Car le niveau infranational est souvent cité dans les rapports du GIEC comme un levier décisif pour faire face au changement climatique. « Sur l’adaptation, on a vraiment des leviers très concrets », insiste Marie-Hélène Lafage. « Le plan local d’urbanisme, les lieux de refuges dans les mairies d’arrondissement pendant la canicule, les musées pour se mettre au frais… », autant de moyens dont disposent les collectivités pour faire face au changement climatique. Là où la réduction des émissions dépend principalement de dynamiques nationales et mondiales, l’adaptation — comment les habitants vivront la canicule de 2040 — se décide ici, maintenant, à l’échelle locale.
L’écologie absente de la campagne électorale
Pourtant, ces enjeux peinent à s’imposer dans le débat public de cette campagne. Depuis la vague verte de 2020, les questions climatiques ont reculé dans l’espace politique et médiatique. Pourtant, plusieurs enquêtes récentes montrent qu’entre 70 et 80% des Français.es se déclarent préoccupé.es par les enjeux climatiques et environnementaux.
Deux facteurs expliquent ce décalage. Le premier repose sur fait que le traitement médiatique des questions environnementales reste très corrélé aux événements météorologiques extrêmes, tels que les vagues de chaleur, les inondations ou les incendies. « C’est un peu triste, parce qu’il y a un côté très cyclique de ces sujets-là », observe Marie-Hélène Lafage.
Le deuxième facteur de démobilisation est lié au limite du langage des indicateurs macros. Le lexique de l’alerte climatique — les +1, +2, +4°C, les espèces en voie de disparition, les grands indicateurs globaux — génère un sentiment d’impuissance sans générer d’action. « Il faudrait peut être recentrer ces questions sur des échelles plus locales et plus concrètes, plutôt que de chercher à savoir à quel point on va brûler », note Lucas Martin-Brodzicki, journaliste indépendant et membre du collectif Enketo.
Ce déplacement de regard serait d’autant plus mobilisateur : « Parler de l‘eau qu’on boit, de l’air qu’on respire, de la rivière à laquelle on accède en se promenant, c’est rendre la transition désirable et concrète plutôt qu’écrasante. », illustre Lucas Martin-Brodzicki.
Ce qu’il faut regarder dans les programmes
Le nouveau mode de scrutin peut-il fragiliser la cohérence des politiques de transition avec des majorités potentiellement différentes entre ville et métropole ? Marie-Hélène Lafage est directe là-dessus : « Ce serait honnêtement assez catastrophique si les deux exécutifs étaient de couleurs politiques opposées. ». L'exemple de Marseille, où le maire PS et la présidente de métropole LR se livrent une guerre d'usure permanente, illustre ce que cette cohabitation peut produire, les deux institutions étant étroitement liées.

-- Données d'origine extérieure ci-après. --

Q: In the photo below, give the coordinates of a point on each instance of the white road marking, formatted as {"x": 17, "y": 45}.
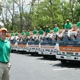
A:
{"x": 47, "y": 62}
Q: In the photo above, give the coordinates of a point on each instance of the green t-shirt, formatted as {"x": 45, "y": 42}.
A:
{"x": 34, "y": 31}
{"x": 41, "y": 32}
{"x": 16, "y": 34}
{"x": 12, "y": 34}
{"x": 56, "y": 29}
{"x": 28, "y": 33}
{"x": 5, "y": 49}
{"x": 47, "y": 30}
{"x": 23, "y": 33}
{"x": 68, "y": 26}
{"x": 78, "y": 24}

Dés lors, il est nécessaire de vérifier que les promesses correspondent aux compétences réelles des candidats. « Promettre la gratuité des transports quand on est tête de liste à la Ville comme l’a fait Jean-Michel Aulas, alors qu’il s’agit d’une compétence métropolitaine, n’est pas sérieux. » illustre Maire-Hélène Lafage.

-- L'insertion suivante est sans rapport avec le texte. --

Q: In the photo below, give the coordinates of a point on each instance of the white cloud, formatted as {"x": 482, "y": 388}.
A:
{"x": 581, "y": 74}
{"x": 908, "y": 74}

Ensuite, regarder les budgets. Les marges de manœuvre des prochains exécutifs seront plus contraintes qu’elles ne l’ont jamais été — recul des dotations d’État, ralentissement du marché immobilier, fonds verts rabotés. « Le mandat décisif d’un point de vue financier, c’était plutôt celui qui vient de s’écouler », relève Lucas Martin-Brodzicki. Les promesses doivent être réalistes.
Enfin, ne pas oublier le social. Selon les mots de Marie-Hélène Lafage, le mandat qui s’achève a laissé une impression de « métropole à deux vitesses », où les habitants des communes périurbaines ont peu bénéficié des transformations concentrées dans le cœur de l’agglomération.